I, too, think those are very nice pictures that don't need anything. Beautiful dog.
bkyser
Loc: Fly over country in Indiana
Bill41 wrote:
Spot meter on the dogs.
Sorry, you have to spot meter on something close to neutral gray. Camera thinks everything in the scene averages out to neutral gray. If you spot meter on something white, you will end up with a gray dog, gray snow, etc. Easiest thing to do is to take a meter reading with a gray card, takes a couple seconds. Other than that, meter as usual, and use exposure compensation, keep monkeying around until you get it.
I've never taken images in the snow never the less the snow and a white dog. That sounds like a challenge.
I photograph white birds all the time. I will take some sample images and check my histogram and set my LCD to blink on the blown out parts of the image. On white birds, I want it to have some of the highlighted area blink. This gives me the best exposure and I use "recover" in Camera RAW to bring the detail back into the highlights.
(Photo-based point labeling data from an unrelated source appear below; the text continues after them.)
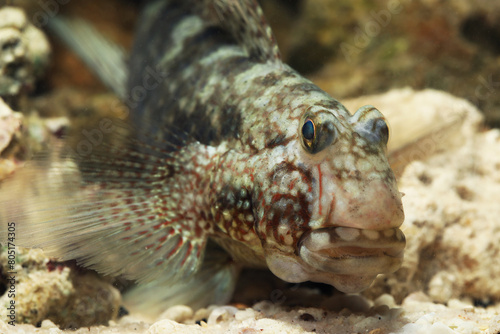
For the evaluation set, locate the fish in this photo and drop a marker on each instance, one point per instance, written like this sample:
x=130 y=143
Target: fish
x=231 y=159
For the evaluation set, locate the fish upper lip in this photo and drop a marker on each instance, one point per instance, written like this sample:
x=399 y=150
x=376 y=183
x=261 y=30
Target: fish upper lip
x=353 y=251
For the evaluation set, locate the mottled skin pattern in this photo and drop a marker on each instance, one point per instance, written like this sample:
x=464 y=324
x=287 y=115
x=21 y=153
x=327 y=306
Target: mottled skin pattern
x=257 y=185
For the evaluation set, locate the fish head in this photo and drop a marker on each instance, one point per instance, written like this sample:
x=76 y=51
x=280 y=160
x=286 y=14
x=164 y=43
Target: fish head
x=336 y=216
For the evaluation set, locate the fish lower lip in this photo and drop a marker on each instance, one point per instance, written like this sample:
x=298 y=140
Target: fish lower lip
x=351 y=251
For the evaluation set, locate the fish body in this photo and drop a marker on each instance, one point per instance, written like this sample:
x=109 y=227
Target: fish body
x=236 y=151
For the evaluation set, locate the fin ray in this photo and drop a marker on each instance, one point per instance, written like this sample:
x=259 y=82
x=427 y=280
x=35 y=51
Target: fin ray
x=119 y=222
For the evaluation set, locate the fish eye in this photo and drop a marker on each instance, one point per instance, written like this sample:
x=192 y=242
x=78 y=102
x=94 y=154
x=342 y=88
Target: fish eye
x=317 y=135
x=308 y=130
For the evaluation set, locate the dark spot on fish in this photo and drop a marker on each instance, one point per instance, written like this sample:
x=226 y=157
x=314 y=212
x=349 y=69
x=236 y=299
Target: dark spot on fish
x=277 y=141
x=122 y=311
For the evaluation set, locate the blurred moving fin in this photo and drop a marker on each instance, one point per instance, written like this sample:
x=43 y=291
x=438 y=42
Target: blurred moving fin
x=105 y=58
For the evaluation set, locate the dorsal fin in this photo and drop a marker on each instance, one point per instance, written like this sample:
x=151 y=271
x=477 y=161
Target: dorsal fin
x=245 y=20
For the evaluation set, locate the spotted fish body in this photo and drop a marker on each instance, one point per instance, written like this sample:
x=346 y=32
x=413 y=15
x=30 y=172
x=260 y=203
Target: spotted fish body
x=237 y=150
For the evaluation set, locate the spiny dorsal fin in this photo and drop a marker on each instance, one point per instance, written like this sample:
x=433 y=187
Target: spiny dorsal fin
x=116 y=210
x=245 y=20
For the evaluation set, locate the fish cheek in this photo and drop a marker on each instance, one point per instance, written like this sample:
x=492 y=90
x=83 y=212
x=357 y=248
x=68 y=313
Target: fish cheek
x=232 y=211
x=285 y=210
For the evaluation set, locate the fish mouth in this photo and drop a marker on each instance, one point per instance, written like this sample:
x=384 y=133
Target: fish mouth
x=350 y=251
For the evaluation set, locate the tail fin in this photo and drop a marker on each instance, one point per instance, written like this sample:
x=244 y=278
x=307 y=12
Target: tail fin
x=105 y=58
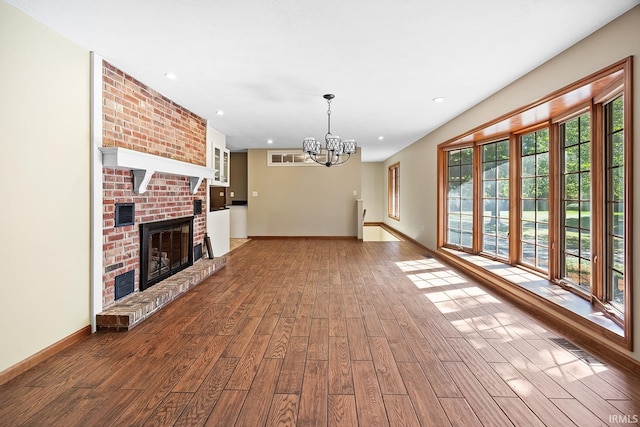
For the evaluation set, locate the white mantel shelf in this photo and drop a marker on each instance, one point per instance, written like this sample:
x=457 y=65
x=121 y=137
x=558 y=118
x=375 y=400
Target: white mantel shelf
x=144 y=165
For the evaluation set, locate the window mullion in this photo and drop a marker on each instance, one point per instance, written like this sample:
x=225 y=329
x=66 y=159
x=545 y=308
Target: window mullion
x=598 y=261
x=554 y=201
x=514 y=195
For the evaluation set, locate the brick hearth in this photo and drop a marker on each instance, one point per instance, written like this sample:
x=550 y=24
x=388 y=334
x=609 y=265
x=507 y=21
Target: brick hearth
x=135 y=308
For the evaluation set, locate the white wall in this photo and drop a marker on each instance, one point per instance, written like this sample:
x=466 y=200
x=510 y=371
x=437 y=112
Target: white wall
x=44 y=182
x=418 y=166
x=373 y=181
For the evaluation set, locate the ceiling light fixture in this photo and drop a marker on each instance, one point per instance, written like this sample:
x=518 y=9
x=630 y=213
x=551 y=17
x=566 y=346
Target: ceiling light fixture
x=335 y=147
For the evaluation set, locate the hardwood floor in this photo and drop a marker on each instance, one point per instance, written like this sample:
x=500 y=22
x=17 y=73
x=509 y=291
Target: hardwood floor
x=325 y=332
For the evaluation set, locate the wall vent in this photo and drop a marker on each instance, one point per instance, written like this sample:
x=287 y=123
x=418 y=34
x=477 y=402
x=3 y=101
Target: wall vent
x=124 y=284
x=125 y=214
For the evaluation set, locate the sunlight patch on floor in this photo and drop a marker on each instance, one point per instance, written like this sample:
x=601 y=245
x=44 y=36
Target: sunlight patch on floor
x=375 y=233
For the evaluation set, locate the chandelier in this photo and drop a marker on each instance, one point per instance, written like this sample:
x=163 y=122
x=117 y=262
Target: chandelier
x=335 y=147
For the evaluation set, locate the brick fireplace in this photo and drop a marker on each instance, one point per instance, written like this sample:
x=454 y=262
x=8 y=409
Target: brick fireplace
x=138 y=119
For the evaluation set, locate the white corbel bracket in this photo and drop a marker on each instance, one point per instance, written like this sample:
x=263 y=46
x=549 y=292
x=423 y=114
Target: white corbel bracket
x=141 y=178
x=144 y=165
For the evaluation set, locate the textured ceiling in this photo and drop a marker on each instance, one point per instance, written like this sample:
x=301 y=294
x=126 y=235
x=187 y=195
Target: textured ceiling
x=267 y=63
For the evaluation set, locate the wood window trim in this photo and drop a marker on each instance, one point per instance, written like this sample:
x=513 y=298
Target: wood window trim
x=603 y=86
x=393 y=191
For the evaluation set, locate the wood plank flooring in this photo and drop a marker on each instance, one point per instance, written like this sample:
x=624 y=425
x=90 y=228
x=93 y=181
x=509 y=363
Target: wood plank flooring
x=328 y=333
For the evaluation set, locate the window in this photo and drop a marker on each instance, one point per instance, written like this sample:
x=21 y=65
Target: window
x=460 y=197
x=393 y=194
x=534 y=198
x=495 y=199
x=556 y=174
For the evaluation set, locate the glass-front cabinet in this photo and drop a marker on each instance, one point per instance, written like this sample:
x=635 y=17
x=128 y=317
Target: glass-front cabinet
x=221 y=165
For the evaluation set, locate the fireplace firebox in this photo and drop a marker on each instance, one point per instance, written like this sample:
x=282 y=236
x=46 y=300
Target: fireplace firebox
x=166 y=248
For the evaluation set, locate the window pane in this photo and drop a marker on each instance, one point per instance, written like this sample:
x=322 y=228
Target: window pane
x=460 y=197
x=495 y=194
x=615 y=191
x=528 y=166
x=534 y=193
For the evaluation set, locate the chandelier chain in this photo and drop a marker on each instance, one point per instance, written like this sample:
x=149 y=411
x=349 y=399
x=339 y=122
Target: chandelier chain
x=336 y=150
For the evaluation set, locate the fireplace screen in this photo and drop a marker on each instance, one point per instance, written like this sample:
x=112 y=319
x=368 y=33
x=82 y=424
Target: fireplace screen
x=167 y=247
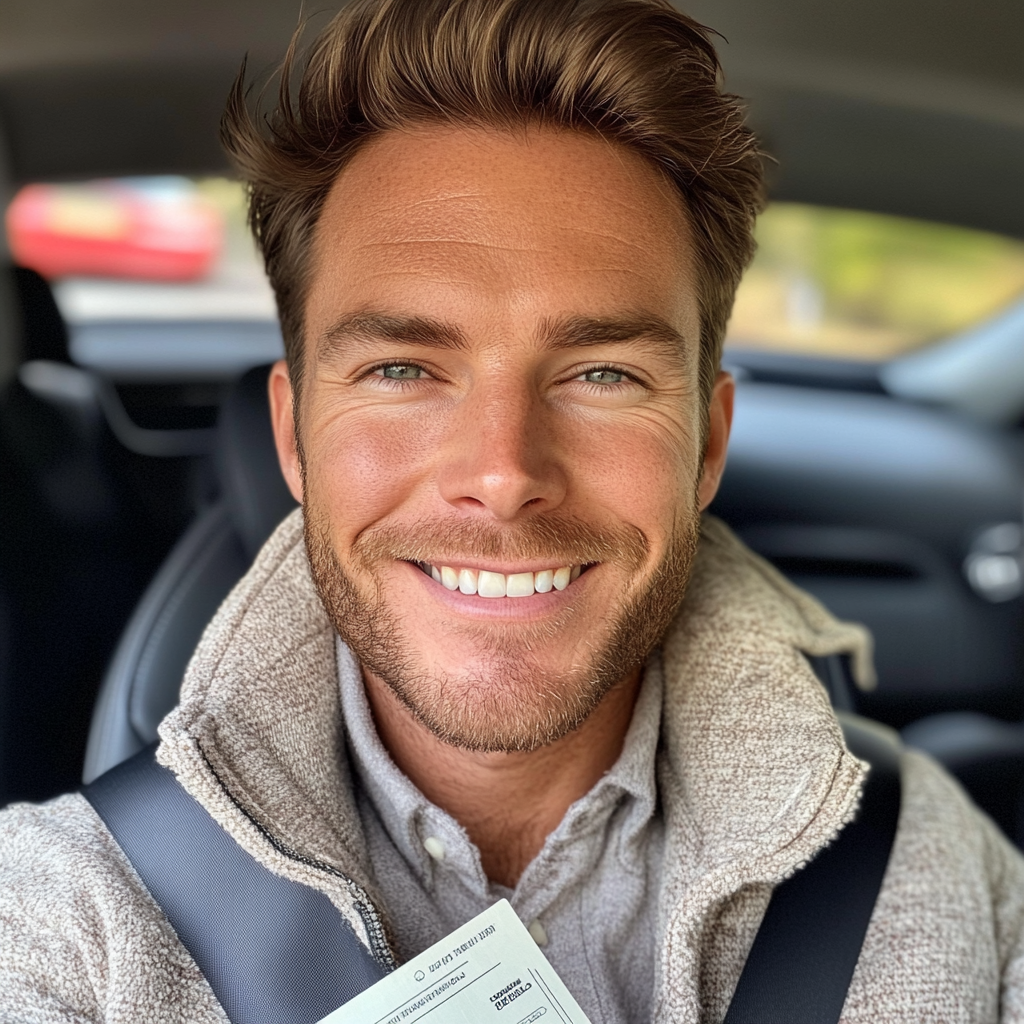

If you underexpose too much, you loose a lot of detail and risk getting noise in the image.
glojo
Loc: South Devon, England
My experience with dogs is they love to roll in the mud, dirt, grime etc etc..
Can you see where this is going?
Most important though is if you do take my advice......... DO NOT let the children take those beautiful dogs indoors if they get filthy :)
Very nice images and well done for wanting to improve those very nice shots.